As antibiotic use is reduced, effective alternative strategies to prevent and control bacterial contamination of raw materials and finished feeds, as well as reduce the pathogenic bacteria in the gut of animals are highly essential.
Growing concerns over resistance to antibiotics in pathogenic bacteria has resulted in increasing public and government pressure to reduce the use of antimicrobial growth promoters (AGPs) in animal feed. A negative result of AGPs removal is potential increase in incidence of certain diseases in poultry, such as necrotic enteritis and avian salmonellosis.
Among the proposed antimicrobial alternatives to antibiotics are organic acids such as propionic and formic acid. Propionic acid is mainly used as preservatives for feed, whereas formic acid is mainly used to improve nutrition and health in animals. A combination of different alternatives to antibiotic may hold the most promising method to substitute antibiotics in animal feeds.
The antibacterial activities of Novibac CF 60 against C. perfringens, Salmonella typhimurium and Escherichia coli isolated from the intestine of chickens were studied in-vitro. The spray dried free flowing mixture of calcium formate, calcium propionate and citric acid, from Innovad, Belgium was added at different concentrations (ranging from 600 to 4200 mg/kg) to a media inoculated with C. perfringens, S. Typhimurium and E. coli.
The antimicrobial susceptibility testing was performed using the broth microdilution assay based on the ISO 10932/IDF 223 standard protocol. Bacterial growth was verified by measuring the OD at 580nm and the minimal inhibitory concentrations were determined.
Novibac CF 60 effectively inhibited the growth of these 3 bacteria. The most susceptible organisms were S. Typhimurium and E. coli, with MICs of 3000 mg/kg, followed by C. perfringens with MIC of 4200 mg/kg. The mechanism of this beneficial effect was attributed to the ability of these acids to pass across the cell membrane of the bacteria, dissociate in the more alkaline interior and acidify the cell cytoplasm.

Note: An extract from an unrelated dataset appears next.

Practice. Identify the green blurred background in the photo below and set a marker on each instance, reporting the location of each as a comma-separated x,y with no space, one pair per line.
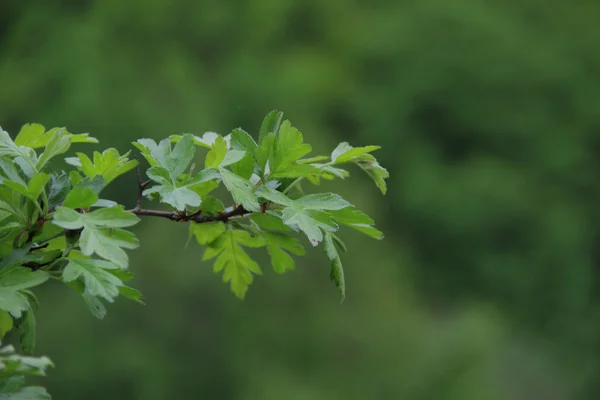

However, these results show that the product, at a low concentration (less than 2000 ppm) increase the growth of S. Typhimurium and E. coli. It can be hypothesised that organic acids at low concentration serve as a carbon source for the endogenous microbiota and at high concentration can exhibit toxic effects on bacteria.
These results suggest that using the product at the recommended dose of 3000 ppm act as preservatives for grains or feed and have a potential role in beneficially altering gut microflora by reducing pathogenic bacteria.
In conclusion, the susceptibility data obtained in this study provides strong support for the claim that Novibac CF 60 is an effective treatment for a range of infectious bacteria in feed and animal.